Лузга увёл командира за стол, где уже исходила духмяным паром глубокая миска.

— Щи — хоть жопу полощи, — оценил Лузга с первой ложки. — Обедать будешь, старый? Пожри напоследок.

— Типун тебе на язык, — равнодушно ответил Щавель и распорядился подать.

Ели молча. Кинув ложку в пустую миску, Щавель в упор посмотрел на сидящего напротив Литвина.

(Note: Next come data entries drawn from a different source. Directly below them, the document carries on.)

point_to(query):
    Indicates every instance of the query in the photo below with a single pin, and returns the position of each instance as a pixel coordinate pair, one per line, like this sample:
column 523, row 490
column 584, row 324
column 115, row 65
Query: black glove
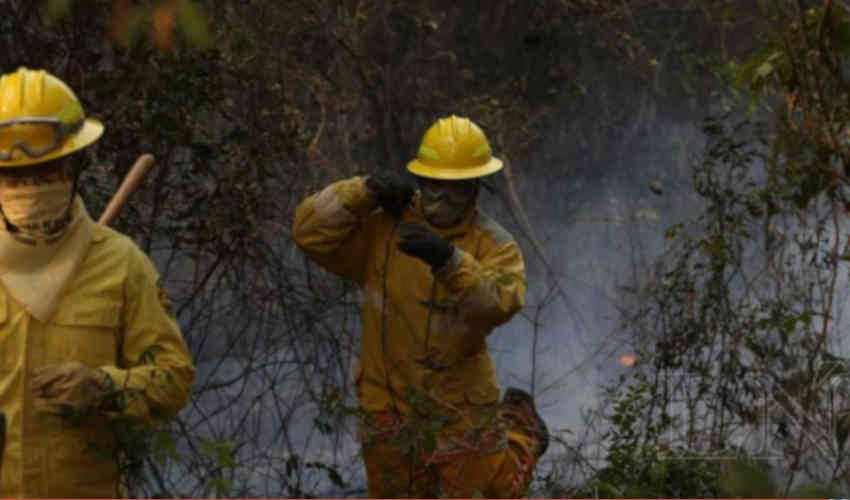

— Возьму треть. Ночью по Москве две десятки смогут пройти скрытно. Если мы не вернёмся, оставшихся бойцов тебе хватит, чтобы выполнить боевую задачу, — он повернулся к Лузге. — Ты пойдёшь с обозом. За Арзамасом Литвин выделит тебе пару человек посмекалистее. Отправишься с ними в Белорецк и сделаешь, как князь приказал.

— Князь тебе приказал.

— Ты меня не хорони допреж смерти. Вернусь — выполню приказ. Сейчас должен сделать это.

— Мало что ли, кто может две десятки в бой сводить?

— Со мной шансов больше, — разъяснил Щавель, словно Литвина тут и не было. — Хороший командир — залог успеха. Он не только грамотно руководит, но и вдохновляет своим присутствием ратников, так что они идут в бой и побеждают.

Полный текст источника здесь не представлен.